The purpose of these rules is to produce safe foods for consumers using control processes that are validated and verified to reduce and eliminate microbiological, chemical, and physical hazards associated with food production and their raw ingredients.

It may seem like a daunting task for Preventative Controls Qualified Individuals (PCQI) to develop and implement the plan, but the assignment is within reach if there is a verifiable and effective sanitation foundation in their plant.  Here we address some of the sanitation programs that will lead to food safety success and customer satisfaction.

Risk Analysis

For food production plants producing ready-to-eat (RTE) products and products with short shelf life, microbial contamination presents strong risks for pathogens, e.g. health risk and spoilage organisms. Pathogens such as hemorrhagic E. coli, salmonella, listeria and campylobacter can cause foodborne illnesses and are a leading cause of food recalls. Spoilage organisms such as molds can spoil food before use dates, upset consumers, and cause consumers to source different brands. Ingredients carrying allergenic proteins, such as milk, eggs, peanuts, tree nuts, fish, mollusks, and wheat (gluten) are another leading cause of food recalls when they are improperly labeled or cross-contaminated during food production operations.  Huge financial loss, damage to company brand and reputation, jail sentences, bankruptcy, and death from associated illness are all possible consequences to companies that experience food safety recalls. Preventative control processes must be in place to reduce these risks.

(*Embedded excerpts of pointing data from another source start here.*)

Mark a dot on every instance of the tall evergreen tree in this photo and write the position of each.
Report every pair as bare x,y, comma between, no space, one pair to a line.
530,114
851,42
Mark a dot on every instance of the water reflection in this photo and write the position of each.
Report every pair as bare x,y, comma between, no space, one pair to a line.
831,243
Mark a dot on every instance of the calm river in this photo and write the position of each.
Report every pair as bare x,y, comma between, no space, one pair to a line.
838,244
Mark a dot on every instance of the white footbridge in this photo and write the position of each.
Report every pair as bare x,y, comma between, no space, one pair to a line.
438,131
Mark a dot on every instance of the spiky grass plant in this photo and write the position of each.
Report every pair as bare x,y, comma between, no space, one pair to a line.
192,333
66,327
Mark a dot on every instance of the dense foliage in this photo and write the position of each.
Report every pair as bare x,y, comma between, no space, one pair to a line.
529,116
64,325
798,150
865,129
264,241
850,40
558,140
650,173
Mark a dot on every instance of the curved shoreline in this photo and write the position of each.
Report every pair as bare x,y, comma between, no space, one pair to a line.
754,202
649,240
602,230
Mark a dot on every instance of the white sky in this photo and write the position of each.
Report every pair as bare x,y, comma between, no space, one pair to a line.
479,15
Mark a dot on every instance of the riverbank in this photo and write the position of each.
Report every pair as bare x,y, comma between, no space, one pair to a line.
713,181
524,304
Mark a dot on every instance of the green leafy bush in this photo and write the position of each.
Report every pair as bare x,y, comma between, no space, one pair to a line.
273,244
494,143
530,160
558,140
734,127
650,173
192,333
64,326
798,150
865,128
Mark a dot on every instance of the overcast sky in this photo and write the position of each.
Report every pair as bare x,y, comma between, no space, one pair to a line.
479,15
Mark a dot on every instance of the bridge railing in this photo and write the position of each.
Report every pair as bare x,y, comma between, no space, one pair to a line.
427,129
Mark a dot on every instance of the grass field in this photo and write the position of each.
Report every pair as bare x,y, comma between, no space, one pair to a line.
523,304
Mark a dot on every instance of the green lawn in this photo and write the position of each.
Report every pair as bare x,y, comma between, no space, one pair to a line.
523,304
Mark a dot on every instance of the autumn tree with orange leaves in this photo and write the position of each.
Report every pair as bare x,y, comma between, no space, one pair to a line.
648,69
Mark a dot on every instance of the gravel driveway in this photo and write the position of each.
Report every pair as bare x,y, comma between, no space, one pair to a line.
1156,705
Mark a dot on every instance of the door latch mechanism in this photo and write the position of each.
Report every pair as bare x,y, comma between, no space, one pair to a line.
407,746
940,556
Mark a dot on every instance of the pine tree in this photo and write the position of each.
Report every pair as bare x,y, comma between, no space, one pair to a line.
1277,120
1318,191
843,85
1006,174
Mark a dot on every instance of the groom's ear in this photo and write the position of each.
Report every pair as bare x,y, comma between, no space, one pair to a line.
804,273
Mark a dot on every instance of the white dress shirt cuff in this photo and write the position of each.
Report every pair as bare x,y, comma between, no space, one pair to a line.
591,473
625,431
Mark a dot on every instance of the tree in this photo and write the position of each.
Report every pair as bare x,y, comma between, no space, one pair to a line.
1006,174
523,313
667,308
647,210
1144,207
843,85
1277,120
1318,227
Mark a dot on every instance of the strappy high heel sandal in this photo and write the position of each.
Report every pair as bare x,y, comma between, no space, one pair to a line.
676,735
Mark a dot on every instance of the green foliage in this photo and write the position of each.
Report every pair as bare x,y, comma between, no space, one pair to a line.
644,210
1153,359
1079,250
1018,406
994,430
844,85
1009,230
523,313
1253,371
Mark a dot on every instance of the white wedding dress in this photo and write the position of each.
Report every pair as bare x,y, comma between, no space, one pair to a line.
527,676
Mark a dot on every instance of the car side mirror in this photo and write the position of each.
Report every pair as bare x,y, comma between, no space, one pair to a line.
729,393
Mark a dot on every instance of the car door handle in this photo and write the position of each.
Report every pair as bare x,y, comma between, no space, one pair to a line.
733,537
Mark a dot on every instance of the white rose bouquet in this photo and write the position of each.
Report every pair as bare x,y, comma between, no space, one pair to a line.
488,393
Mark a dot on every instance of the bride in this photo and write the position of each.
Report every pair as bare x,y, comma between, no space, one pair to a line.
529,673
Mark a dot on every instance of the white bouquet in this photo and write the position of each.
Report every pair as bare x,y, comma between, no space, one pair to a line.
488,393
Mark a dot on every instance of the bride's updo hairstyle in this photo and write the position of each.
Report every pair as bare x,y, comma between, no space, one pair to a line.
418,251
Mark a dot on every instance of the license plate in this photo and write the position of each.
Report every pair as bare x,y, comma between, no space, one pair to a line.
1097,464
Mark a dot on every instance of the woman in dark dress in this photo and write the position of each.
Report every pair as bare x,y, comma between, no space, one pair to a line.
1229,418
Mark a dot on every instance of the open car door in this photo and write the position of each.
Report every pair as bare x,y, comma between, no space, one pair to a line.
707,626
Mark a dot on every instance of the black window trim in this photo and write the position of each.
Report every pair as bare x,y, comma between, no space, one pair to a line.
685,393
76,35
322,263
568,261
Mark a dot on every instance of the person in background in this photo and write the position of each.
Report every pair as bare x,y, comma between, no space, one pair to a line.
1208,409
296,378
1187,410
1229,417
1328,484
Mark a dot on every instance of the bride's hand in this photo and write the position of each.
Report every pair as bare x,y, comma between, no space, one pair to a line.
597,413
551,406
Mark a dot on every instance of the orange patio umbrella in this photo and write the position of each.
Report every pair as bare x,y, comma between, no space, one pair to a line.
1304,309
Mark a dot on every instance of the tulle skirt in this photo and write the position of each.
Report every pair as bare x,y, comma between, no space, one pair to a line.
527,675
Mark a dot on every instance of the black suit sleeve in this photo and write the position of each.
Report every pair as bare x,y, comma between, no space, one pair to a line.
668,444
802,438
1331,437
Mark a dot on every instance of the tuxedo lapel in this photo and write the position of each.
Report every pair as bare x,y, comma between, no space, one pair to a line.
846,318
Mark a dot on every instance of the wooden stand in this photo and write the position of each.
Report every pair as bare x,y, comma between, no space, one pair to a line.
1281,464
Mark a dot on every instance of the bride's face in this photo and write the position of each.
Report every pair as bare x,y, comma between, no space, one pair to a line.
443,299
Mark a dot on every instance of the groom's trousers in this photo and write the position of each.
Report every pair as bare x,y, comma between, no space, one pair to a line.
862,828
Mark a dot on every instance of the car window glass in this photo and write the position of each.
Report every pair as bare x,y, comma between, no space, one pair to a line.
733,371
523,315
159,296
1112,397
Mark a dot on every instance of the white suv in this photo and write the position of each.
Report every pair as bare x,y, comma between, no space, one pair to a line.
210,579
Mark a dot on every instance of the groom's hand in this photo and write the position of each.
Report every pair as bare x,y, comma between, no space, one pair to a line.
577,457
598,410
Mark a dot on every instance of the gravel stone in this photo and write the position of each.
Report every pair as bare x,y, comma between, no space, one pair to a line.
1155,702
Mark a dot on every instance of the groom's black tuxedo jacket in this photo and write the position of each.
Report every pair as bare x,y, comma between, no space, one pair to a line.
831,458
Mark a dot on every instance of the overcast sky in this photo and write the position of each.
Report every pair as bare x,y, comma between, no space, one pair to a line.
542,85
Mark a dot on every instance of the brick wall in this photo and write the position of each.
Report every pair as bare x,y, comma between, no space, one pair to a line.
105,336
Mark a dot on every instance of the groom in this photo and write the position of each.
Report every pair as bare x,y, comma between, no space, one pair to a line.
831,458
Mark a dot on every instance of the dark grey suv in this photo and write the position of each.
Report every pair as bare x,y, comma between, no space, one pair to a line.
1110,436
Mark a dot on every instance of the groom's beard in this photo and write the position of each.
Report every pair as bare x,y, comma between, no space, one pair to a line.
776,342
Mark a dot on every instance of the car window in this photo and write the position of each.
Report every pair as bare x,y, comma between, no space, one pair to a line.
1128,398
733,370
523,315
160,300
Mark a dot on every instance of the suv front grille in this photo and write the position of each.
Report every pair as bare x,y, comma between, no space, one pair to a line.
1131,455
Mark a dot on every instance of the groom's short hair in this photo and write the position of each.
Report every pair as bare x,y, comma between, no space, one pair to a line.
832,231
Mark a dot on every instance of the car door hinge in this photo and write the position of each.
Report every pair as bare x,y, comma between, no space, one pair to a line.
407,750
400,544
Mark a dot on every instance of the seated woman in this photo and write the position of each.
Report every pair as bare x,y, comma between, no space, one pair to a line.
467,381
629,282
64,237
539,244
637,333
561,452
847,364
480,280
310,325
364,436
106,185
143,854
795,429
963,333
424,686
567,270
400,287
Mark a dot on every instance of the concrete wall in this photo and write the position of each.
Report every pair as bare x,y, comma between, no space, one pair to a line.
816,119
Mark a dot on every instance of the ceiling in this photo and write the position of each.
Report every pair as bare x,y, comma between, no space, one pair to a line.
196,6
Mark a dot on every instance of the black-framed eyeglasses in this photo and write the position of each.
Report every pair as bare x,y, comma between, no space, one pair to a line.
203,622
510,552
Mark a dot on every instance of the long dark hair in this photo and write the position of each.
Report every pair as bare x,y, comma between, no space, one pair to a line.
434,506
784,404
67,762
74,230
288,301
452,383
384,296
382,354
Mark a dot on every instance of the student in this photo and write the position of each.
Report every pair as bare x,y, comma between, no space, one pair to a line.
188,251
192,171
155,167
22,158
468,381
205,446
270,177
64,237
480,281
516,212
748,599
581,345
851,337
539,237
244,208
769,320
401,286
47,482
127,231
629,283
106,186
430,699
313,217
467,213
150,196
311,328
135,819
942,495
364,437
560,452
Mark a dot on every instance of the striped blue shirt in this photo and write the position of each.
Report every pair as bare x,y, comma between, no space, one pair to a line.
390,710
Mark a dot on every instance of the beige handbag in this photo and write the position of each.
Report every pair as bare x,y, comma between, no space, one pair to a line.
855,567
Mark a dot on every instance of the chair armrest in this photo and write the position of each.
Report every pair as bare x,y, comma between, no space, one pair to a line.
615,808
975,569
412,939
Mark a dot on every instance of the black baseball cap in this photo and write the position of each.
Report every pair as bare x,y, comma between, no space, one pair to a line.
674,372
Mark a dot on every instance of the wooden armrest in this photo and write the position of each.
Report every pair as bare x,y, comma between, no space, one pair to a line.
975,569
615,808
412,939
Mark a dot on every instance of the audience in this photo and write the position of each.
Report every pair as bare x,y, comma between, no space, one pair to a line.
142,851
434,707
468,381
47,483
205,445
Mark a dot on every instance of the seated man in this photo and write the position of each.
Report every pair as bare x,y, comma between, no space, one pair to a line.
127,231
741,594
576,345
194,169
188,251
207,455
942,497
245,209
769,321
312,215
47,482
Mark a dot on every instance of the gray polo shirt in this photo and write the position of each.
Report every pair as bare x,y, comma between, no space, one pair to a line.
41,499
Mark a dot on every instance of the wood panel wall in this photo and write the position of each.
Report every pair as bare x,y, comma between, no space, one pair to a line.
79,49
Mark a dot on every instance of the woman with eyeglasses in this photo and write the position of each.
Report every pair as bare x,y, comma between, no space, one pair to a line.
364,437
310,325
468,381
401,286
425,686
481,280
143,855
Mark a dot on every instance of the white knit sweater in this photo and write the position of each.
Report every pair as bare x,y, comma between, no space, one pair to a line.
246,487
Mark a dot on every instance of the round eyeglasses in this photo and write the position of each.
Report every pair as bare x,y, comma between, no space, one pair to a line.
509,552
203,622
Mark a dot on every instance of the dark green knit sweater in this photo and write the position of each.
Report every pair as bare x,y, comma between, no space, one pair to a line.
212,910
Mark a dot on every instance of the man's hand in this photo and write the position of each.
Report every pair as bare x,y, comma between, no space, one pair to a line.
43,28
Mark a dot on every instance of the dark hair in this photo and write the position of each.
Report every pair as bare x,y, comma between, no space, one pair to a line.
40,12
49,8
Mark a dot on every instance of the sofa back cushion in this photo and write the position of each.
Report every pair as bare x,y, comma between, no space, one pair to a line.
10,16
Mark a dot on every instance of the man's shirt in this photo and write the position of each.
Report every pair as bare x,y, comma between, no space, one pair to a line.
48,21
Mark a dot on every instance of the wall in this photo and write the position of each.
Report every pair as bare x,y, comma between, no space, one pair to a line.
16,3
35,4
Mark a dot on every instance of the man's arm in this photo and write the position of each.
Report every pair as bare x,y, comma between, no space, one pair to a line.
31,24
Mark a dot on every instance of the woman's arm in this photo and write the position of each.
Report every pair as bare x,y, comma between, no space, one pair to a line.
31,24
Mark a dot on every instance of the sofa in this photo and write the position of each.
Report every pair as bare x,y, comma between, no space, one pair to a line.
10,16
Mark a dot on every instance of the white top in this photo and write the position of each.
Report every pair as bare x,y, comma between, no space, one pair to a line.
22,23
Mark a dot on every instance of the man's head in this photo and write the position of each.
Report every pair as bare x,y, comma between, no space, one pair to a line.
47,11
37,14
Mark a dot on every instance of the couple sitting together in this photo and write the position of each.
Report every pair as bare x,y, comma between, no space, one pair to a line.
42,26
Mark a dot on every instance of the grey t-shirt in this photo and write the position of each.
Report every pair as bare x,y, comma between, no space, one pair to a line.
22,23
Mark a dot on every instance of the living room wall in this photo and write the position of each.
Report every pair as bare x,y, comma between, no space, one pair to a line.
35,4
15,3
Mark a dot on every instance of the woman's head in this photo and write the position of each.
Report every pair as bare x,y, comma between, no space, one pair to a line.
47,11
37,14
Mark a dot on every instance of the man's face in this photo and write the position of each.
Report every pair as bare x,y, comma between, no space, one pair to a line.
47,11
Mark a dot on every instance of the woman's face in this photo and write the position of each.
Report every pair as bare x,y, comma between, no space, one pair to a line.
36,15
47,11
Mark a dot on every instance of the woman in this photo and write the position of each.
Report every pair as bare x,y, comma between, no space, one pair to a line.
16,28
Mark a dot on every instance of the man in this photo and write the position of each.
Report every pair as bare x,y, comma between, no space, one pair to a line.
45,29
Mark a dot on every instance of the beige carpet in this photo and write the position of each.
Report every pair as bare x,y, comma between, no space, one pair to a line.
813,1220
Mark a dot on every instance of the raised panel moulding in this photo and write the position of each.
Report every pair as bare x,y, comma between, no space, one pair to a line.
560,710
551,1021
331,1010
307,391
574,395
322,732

Prerequisites Needed by Those Responsible

The PQCI on-site has the responsibility for developing, implementing, and presenting the HARPC during audits and inspections.  Previous blogs have discussed sanitation as a prerequisite to FSMA.  Sanitation controls are easily verified and documented regularly and are the foundation in a documented microbial or allergen cross-contamination control prevention plan. The sanitation prerequisite includes personnel hygiene, food contact surface cleaning, surrounding area cleaning, training, as well as extension of sanitation to raw source supplies such as the farm or other material suppliers. Sanitation is the underlying foundation to preventative control that the PQCI and food safety consultants need to implement.

Swabbing using a PocketSwab ATP swab

Preventative Control Pyramid

The base to the preventative control pyramid is basic Good Manufacturing Procedures, cleaning and sanitizing, and performing visual and smell (olfactory) assessments of the food process surfaces (Zone 1) and perimeter (Zones 2 and 3). Visual and olfactory assessments of the production area are fast and inexpensive verifications performed by an empowered sanitation crew that typically work the 3rdshift.

Preventative Control Pyramid

How ATP Systems Help

In addition to the most basic visual and olfactory assessments, many food production facilities use ATP tests that verify sanitation at a higher level detecting biological residuals still present but that are not visible. These residues can become the growth nutrients and attachment sites for harboring microbial hazards, or in the case of an allergenic protein, cross-contamination to other foods produced.  ATP sanitation verification has multiple values in that it further enhances beyond visual biological dirt detection and serves as a training tool for proper cleaning procedures and improvement.  For example, sanitization without cleaning can cause a build-up of biofilm that protects microbes from sanitizer activity.  Finding ATP on these areas teaches the importance of soap and elbow grease in the cleaning process and how it is more effective than just a superficial spray with a disinfectant.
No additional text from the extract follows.